Slashdot Review of "Selling Steve Jobs' Liver"

Posted:
in AppleOutsider edited September 2015

Selling Steve Jobs’ Liver: A Story of Startups, Innovation, and Connectivity in the Clouds is a wickedly funny and satirical look at the high-tech industry and the cult of the entrepreneur. Just released, I’ve never read anything like it and once you pick the book up and start reading, you’ll find it hard to put down. I devoured it in one go. 

 

Author Merrill Chapman is no stranger to the Slashdot community. Both editions of his cult classic, In Search of Stupidity: Over 20 Years of High-Tech Marketing Disasters , were reviewed on Slashdot. Liver is very much written in Stupidity’s subversive tone, sending up Steve Jobs, Steve Wozniak, startups, Y Combinator, China, CES, the Catholic Church, Apple, DEMO, hedge funds, packaging, Silicon Valley, zombies, the IoT, PowerPoint, and probably a dozen other topics I’ve omitted.

 

Let’s sweep any metaphor questions out of the way.
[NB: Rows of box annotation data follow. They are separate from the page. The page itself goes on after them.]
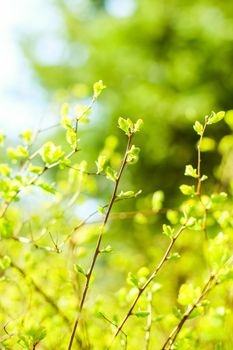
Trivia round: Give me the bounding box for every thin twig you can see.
[109,225,186,348]
[68,134,133,350]
[145,292,152,350]
[161,273,218,350]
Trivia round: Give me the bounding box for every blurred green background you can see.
[0,0,233,350]
[16,0,233,198]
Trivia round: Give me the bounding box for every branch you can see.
[109,224,186,348]
[145,292,152,350]
[68,133,133,350]
[161,273,218,350]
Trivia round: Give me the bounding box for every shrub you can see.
[0,81,233,350]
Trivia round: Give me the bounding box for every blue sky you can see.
[0,0,61,137]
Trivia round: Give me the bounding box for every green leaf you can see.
[193,121,204,136]
[184,165,198,178]
[134,310,150,318]
[118,117,130,136]
[7,145,28,162]
[127,145,140,164]
[179,185,195,196]
[28,164,44,174]
[167,252,180,260]
[177,284,200,306]
[200,137,216,152]
[37,182,57,194]
[207,111,225,125]
[0,255,11,271]
[39,141,64,164]
[61,115,73,130]
[172,306,183,320]
[19,129,32,145]
[201,175,208,182]
[95,155,106,174]
[117,191,135,199]
[0,163,12,176]
[60,103,69,117]
[105,166,117,182]
[186,217,197,227]
[134,119,144,132]
[0,130,5,146]
[211,192,227,204]
[66,128,76,149]
[127,272,139,288]
[163,224,175,238]
[97,206,105,215]
[74,264,87,276]
[93,80,106,99]
[0,218,14,238]
[100,244,112,253]
[152,191,164,212]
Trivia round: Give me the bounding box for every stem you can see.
[68,134,133,350]
[161,273,217,350]
[110,225,186,347]
[196,118,208,197]
[145,292,152,350]
[0,149,78,218]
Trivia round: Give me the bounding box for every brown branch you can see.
[109,225,186,348]
[68,134,133,350]
[196,118,208,197]
[145,292,152,350]
[161,273,218,350]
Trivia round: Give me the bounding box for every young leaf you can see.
[118,117,130,136]
[97,206,105,215]
[134,310,150,318]
[127,145,140,164]
[177,284,200,306]
[39,141,64,164]
[167,252,180,260]
[37,182,57,194]
[127,272,139,288]
[152,191,164,212]
[0,255,11,271]
[28,164,44,174]
[105,166,117,182]
[134,119,143,132]
[19,129,32,145]
[117,191,135,199]
[179,185,195,196]
[163,224,174,238]
[93,80,106,99]
[207,111,225,125]
[0,130,5,146]
[184,165,198,178]
[95,155,106,174]
[0,163,12,176]
[74,264,87,276]
[193,121,204,136]
[100,244,112,253]
[66,128,79,149]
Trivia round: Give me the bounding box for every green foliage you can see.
[0,81,233,350]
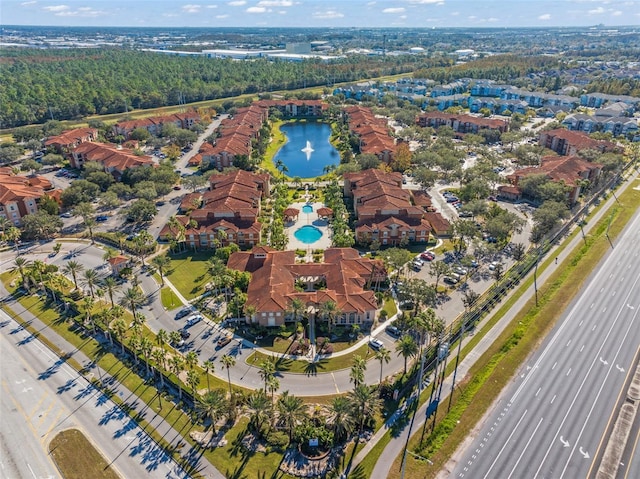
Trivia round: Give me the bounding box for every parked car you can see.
[185,314,202,327]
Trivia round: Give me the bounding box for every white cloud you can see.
[313,10,344,20]
[182,4,200,13]
[258,0,293,7]
[44,5,69,12]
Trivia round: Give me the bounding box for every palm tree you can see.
[102,276,120,308]
[82,269,100,298]
[247,389,272,434]
[260,359,276,391]
[184,351,198,370]
[347,384,381,433]
[169,356,184,400]
[111,318,127,355]
[151,254,171,286]
[187,369,200,402]
[120,288,144,318]
[202,360,216,392]
[375,347,391,384]
[349,355,367,386]
[197,389,229,434]
[327,396,355,441]
[277,391,306,442]
[62,260,84,289]
[221,354,236,397]
[11,256,31,286]
[396,334,418,374]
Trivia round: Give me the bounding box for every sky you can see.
[0,0,640,28]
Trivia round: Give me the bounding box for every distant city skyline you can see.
[0,0,640,28]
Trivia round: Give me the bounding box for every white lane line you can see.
[484,409,529,479]
[507,417,544,479]
[533,268,640,479]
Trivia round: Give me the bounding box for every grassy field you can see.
[49,429,120,479]
[166,251,214,299]
[384,179,640,479]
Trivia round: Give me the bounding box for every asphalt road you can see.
[451,208,640,478]
[0,311,189,479]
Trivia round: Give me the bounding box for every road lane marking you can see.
[507,417,544,479]
[484,409,529,479]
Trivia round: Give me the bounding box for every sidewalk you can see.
[0,284,225,479]
[358,171,638,477]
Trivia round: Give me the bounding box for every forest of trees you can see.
[0,49,438,128]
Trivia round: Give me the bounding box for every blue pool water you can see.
[273,122,340,178]
[293,225,322,244]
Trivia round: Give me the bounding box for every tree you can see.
[151,254,171,286]
[347,384,381,433]
[396,334,418,374]
[197,389,229,434]
[247,389,272,434]
[120,287,145,318]
[374,347,391,384]
[221,354,236,397]
[62,260,84,289]
[277,391,306,442]
[82,269,100,298]
[327,396,355,441]
[429,261,451,291]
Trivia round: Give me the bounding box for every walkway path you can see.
[360,172,638,477]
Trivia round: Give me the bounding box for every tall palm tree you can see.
[151,254,171,286]
[260,359,276,391]
[221,354,236,397]
[169,354,184,400]
[82,269,100,298]
[202,360,216,392]
[197,389,229,434]
[327,396,355,441]
[247,389,272,434]
[375,347,391,384]
[62,260,84,289]
[276,391,306,442]
[347,384,381,433]
[102,276,120,308]
[11,256,31,285]
[396,334,418,374]
[120,288,144,318]
[349,355,367,386]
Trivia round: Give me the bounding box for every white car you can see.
[185,314,202,326]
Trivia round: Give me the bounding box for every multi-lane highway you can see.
[0,311,189,478]
[451,208,640,479]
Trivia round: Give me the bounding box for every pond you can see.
[273,122,340,178]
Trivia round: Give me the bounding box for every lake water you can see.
[273,122,340,178]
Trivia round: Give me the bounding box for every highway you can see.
[0,311,189,479]
[451,208,640,479]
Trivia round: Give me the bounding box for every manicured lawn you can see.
[49,429,119,479]
[166,251,214,299]
[246,344,374,374]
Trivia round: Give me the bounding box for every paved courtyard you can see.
[284,202,331,261]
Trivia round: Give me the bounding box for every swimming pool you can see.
[293,225,322,244]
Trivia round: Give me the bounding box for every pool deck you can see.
[284,202,331,262]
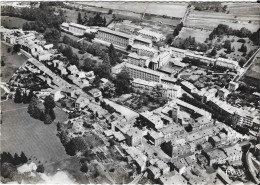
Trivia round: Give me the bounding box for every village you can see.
[1,1,260,185]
Selling Steve Jobs Liver is indeed a contemporary tale of two Silicon Valley wantrepreneurs, Nate Pennington and Ignacio Loehman, who are contacted by a modern day ghoul and purchase the late Apple CEO’s original liver, removed from his body during his 2009 transplant operation (the book refers to it as the “1.0 version”). 

 

Using the organ to create a “compelling value proposition,” the pair launch Reliqueree, a cloud startup whose mission is to “reposition” the market’s current perception of death and dying. The new company’s first product is the uLivv, a device that upon launch contains a sample of Jobs’ DNA extracted from his liver, a complete map of his genome (Jobs was one of the first people in the world to have his genome completely sequenced as part of his cancer treatment), and an interactive Steve Jobs persona, an “iBrain” built on top of his genome that can be trained to advise and guide business dreamers on how to be just like Steve.